How permanent life insurance works
As long as you keep up with your premium payments, permanent life insurance policies normally cover you until your death. The most popular form of permanent insurance is whole life, although there are other varieties as well, including as universal life, indexed universal life, and variable life.
As they get older, permanent life insurance policies accrue cash value. The cash value, which has the potential to earn interest, is increased in part with each premium payment.
While the cash value of universal insurance policies might vary, it grows at a fixed rate for whole life insurance policies.
While you are still living, you can use the cash value of your life insurance. You can withdraw money from it, borrow money from it, or just use the interest payments to pay the premium in the future. You can even cancel the insurance and receive the cash surrender value if you no longer require coverage.
Before using any of these options, consult a fee-based life insurance professional to discuss any potential complex tax implications.
Complete life insurance
Whole life insurance sound like excellent products with their guaranteed payouts, possible cash value, and fixed premiums, but all of stuff comes at a price: money. Compared to term life insurance premiums, whole life premiums are significantly higher.

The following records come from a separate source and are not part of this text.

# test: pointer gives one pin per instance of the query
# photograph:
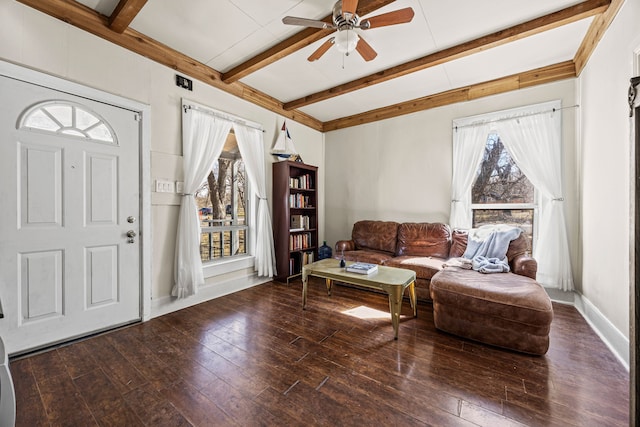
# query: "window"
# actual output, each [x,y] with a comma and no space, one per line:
[67,118]
[501,193]
[222,206]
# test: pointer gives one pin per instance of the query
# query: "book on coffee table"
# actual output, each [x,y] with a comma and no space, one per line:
[362,268]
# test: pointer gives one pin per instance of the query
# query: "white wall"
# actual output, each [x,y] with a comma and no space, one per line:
[38,41]
[605,159]
[400,169]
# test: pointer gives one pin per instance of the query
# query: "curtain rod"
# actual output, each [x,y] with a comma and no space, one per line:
[484,122]
[224,116]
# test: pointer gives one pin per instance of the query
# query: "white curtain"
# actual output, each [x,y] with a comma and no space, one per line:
[534,144]
[468,146]
[251,148]
[203,137]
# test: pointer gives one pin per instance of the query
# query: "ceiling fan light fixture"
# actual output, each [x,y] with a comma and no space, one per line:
[346,41]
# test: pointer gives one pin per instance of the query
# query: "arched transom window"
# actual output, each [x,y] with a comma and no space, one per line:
[68,118]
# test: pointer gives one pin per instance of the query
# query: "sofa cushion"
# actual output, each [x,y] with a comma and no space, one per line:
[365,255]
[459,240]
[518,246]
[424,239]
[425,267]
[376,235]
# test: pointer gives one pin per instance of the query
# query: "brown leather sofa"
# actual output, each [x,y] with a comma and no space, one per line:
[509,310]
[422,247]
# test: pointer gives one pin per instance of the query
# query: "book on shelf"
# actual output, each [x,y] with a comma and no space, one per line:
[300,241]
[299,222]
[302,182]
[299,201]
[362,268]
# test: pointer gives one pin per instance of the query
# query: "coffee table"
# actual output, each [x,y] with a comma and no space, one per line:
[389,279]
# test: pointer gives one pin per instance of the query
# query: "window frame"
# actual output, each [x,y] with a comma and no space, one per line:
[535,205]
[231,263]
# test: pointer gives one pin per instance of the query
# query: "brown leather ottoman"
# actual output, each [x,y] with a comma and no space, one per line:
[502,309]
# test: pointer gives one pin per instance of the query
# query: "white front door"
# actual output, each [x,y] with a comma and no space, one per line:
[68,197]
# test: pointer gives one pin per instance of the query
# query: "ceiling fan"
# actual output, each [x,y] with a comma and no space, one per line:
[345,21]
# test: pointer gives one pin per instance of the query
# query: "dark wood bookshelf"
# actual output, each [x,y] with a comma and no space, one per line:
[295,194]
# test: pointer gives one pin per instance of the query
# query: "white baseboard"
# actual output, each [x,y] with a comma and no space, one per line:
[612,337]
[168,304]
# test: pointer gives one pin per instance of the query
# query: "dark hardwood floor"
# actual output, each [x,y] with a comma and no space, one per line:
[256,358]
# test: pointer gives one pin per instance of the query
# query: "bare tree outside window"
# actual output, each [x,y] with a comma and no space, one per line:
[222,204]
[501,193]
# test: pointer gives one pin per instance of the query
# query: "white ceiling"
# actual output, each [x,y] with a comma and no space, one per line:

You can tell the difference if you compare average life insurance premiums. For instance, a 30-year-old woman in good health will pay about $4,015 a year on average for a $500,000 whole life insurance policy. According to Quotacy, a brokerage company, that same level of coverage would run you an average of $188 each year with a 20-year term life policy.
Think twice before considering entire life insurance as an investment. It is merely a type of life insurance that accrues monetary value over time, and other forms of investing are probably going to yield higher returns.